Elle ajoutait aussi « Tu auras toutes les femmes à tes pieds ». Roman, devenu Romain, poursuit ses études au lycée puis part étudier le droit à Paris. Il obtient la nationalité française en 1935. Engagé dans les Forces Aériennes Françaises Libres durant la Seconde Guerre mondiale, compagnon de la Libération, il prend (et conservera) le pseudonyme de Gary comme nom de résistant. Gary (Gari !), expliquait-il, veut dire « brûle ! » en russe à l’impératif. « C’est un ordre auquel je ne me suis jamais dérobé, ni dans mon œuvre, ni dans ma vie ».

“Avec l’amour maternel, la vie vous fait une promesse qu’elle ne tient jamais. ”

Romain Gary

Ses brillants états de service lui valent d’être décoré commandeur de la Légion d’honneur à la fin de la guerre. Romain Gary embrasse la carrière diplomatique dès 1945. Cette même année, paraît son premier roman L’Éducation européenne, précédé, néanmoins dès 1933, du Vin des morts resté inédit jusqu’en 2014 (voir p. 13). C’est avec Les Racines du ciel (prix Goncourt 1956) qu’il est révélé au grand public. À partir de la publication de La Promesse de l’aube, en 1960, l’un des plus beaux portraits de mère de la littérature, il se consacre de plus en plus à l’écriture et quitte le Quai d’Orsay l’année suivante, après avoir représenté la France en Bulgarie, en Suisse, en Bolivie et aux États-Unis.

Il signe plusieurs dizaines de romans sous divers pseudonymes (Romain Gary, bien sûr; mais aussi Fosco Sinibaldi ou encore Shatan Bogat). Et c’est sous le nom d’Emile Ajar qu’il obtient un second prix Goncourt en 1975 avec La Vie devant soi. Une extraordinaire supercherie littéraire, un inédit pied de nez qu’il révélera dans son œuvre posthume Vie et mort d’Émile Ajar (1981).

Deux ans avant son suicide, le 2 décembre 1980, il publie Au-delà de cette limite, votre ticket n’est plus valable, confidences cyniques et angoissées d’un sexagénaire obsédé par le mythe de la virilité et le déclin sexuel.

Romain Gary laissera une lettre mystérieusement datée « Jour J » dans laquelle il précise : « Aucun rapport avec Jean Seberg », actrice dont il fut l’époux de 1963 à 1970 et qui s’était donné la mort l’année précédente.

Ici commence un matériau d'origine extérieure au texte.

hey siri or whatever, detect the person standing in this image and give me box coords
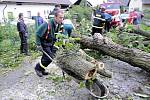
[91,6,105,35]
[48,4,61,19]
[32,12,44,30]
[17,13,29,55]
[35,10,64,77]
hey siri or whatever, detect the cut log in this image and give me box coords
[56,51,98,80]
[119,27,150,38]
[133,28,150,38]
[90,59,112,78]
[80,33,150,73]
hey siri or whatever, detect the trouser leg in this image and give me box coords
[35,45,53,71]
[105,21,110,32]
[35,45,53,76]
[22,36,28,54]
[19,33,23,53]
[106,21,110,32]
[19,32,28,54]
[68,28,72,37]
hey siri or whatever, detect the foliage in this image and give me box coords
[7,12,15,21]
[143,9,150,19]
[27,24,37,51]
[54,33,81,52]
[79,81,86,88]
[66,5,92,22]
[105,24,150,53]
[84,50,104,60]
[0,24,19,42]
[0,23,38,69]
[125,24,134,32]
[75,18,92,35]
[105,28,119,43]
[140,24,150,31]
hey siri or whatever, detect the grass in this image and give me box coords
[0,23,40,74]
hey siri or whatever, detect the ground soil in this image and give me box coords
[0,56,149,100]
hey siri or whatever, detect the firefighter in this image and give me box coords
[48,4,61,19]
[35,10,64,77]
[91,6,106,35]
[17,13,29,55]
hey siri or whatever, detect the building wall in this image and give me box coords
[0,3,55,23]
[142,4,150,10]
[129,0,142,11]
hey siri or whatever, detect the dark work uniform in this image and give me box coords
[104,13,112,32]
[17,19,28,54]
[35,18,63,73]
[92,9,105,35]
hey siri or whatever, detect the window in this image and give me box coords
[7,12,14,21]
[47,10,49,14]
[27,11,31,18]
[44,10,46,15]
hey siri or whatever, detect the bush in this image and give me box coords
[0,24,19,42]
[0,23,37,68]
[67,5,92,22]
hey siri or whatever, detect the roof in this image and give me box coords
[1,0,72,5]
[87,0,130,7]
[142,0,150,4]
[107,0,130,6]
[86,0,107,7]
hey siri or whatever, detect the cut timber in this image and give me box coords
[90,60,112,78]
[80,33,150,73]
[119,27,150,38]
[56,52,97,80]
[133,28,150,38]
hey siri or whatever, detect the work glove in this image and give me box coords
[36,45,43,51]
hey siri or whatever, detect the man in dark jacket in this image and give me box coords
[48,4,61,19]
[35,9,64,77]
[17,13,29,55]
[91,6,106,35]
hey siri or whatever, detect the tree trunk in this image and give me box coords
[80,33,150,73]
[56,51,98,80]
[119,27,150,38]
[133,28,150,38]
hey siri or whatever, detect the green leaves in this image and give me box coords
[66,5,92,22]
[0,24,37,69]
[106,24,150,53]
[79,81,85,88]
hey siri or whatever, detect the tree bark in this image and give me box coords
[80,33,150,73]
[119,27,150,38]
[133,28,150,38]
[56,51,98,80]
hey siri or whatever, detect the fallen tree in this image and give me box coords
[56,49,112,80]
[133,28,150,38]
[79,33,150,73]
[56,51,98,80]
[119,27,150,38]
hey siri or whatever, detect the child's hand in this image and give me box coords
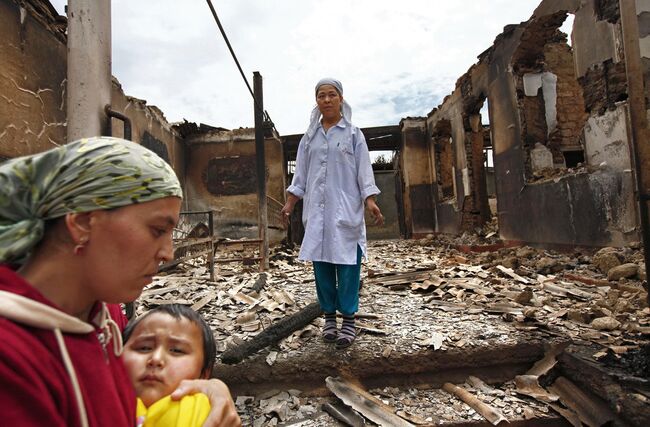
[171,379,241,427]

Romain Gary, sa mère, la femme et les femmes

La figure de la mère est évoquée dès les premières pages de La Promesse de l’aube, Gary la décrit comme « un centre de gravité qui l’a sauvé ». Mais il observe : « Avec l’amour d’une mère, la vie vous a fait à l’aube une promesse qu’elle ne tient jamais ».

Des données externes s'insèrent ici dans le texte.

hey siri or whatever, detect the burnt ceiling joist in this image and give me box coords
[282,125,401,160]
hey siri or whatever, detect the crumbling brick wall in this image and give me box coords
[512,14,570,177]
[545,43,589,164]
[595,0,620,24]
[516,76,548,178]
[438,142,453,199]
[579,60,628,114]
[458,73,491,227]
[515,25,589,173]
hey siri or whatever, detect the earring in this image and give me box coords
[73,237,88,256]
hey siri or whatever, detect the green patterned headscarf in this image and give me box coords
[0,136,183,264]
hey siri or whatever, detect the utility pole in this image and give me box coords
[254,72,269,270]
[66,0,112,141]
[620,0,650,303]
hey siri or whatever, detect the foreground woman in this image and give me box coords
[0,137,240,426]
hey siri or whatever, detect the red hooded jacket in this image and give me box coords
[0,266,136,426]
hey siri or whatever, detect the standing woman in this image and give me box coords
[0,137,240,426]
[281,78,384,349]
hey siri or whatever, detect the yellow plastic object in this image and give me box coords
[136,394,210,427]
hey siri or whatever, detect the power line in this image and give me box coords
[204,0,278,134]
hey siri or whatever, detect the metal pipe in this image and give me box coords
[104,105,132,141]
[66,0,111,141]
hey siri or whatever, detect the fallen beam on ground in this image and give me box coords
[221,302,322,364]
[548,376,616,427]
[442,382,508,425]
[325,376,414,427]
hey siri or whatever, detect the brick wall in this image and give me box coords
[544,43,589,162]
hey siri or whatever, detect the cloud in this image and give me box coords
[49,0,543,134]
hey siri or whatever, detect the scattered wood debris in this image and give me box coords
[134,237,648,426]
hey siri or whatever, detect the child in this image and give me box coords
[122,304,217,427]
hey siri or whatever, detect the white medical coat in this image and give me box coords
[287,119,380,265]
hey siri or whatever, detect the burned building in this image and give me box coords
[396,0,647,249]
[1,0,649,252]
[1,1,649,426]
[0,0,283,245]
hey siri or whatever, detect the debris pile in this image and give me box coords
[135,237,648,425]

On prête volontiers à Romain Gary une solide réputation de séducteur. Sa relation aux femmes est chaotique. Mélancolie ? Solitude ? Instabilité ? Il accumule les conquêtes pour très vite s’en lasser. Dans un passage devenu célèbre, il déplore qu’au- cun amour ne puisse concurrencer celui que sa mère lui portait : « Il n’est pas bon d’être tellement aimé, si jeune, si tôt ; ça vous donne de mauvaises habitudes. On croit que ça existe ailleurs, que ça peut se retrouver. Avec l’amour maternel, la vie vous fait une promesse qu’elle ne tient jamais. On est ensuite obligé de manger froid jusqu’à la fin de ses jours. Après cela, chaque fois qu’une femme vous serre sur son cœur, ce ne sont plus que des condoléances. » Dans un document diffusé sur Arte, il confesse : « Ma mère m’a eu tard, à 35 ans, et toute sa personnalité s’est cristallisée sur moi. Elle a vécu une vie d’échec et j’apportais pour elle une « promesse de triomphe », comme elle disait (…) Il s’agissait pour moi de rembourser ma mère, non pas de ce qu’elle a fait pour moi, mais de toutes les saloperies que la vie et le destin ont faites contre elle. »

« La seule chose qui m’intéresse, c’est la femme, je ne dis pas les femmes, attention, je dis la femme, la féminité, affirme-t-il dans un entretien à Radio Canada en 1980, mon rapport avec les femmes a été d’abord un respect et une adoration pour ma mère, qui s’est sacrifiée pour moi, et un amour des femmes dans toutes les dimensions de la féminité ».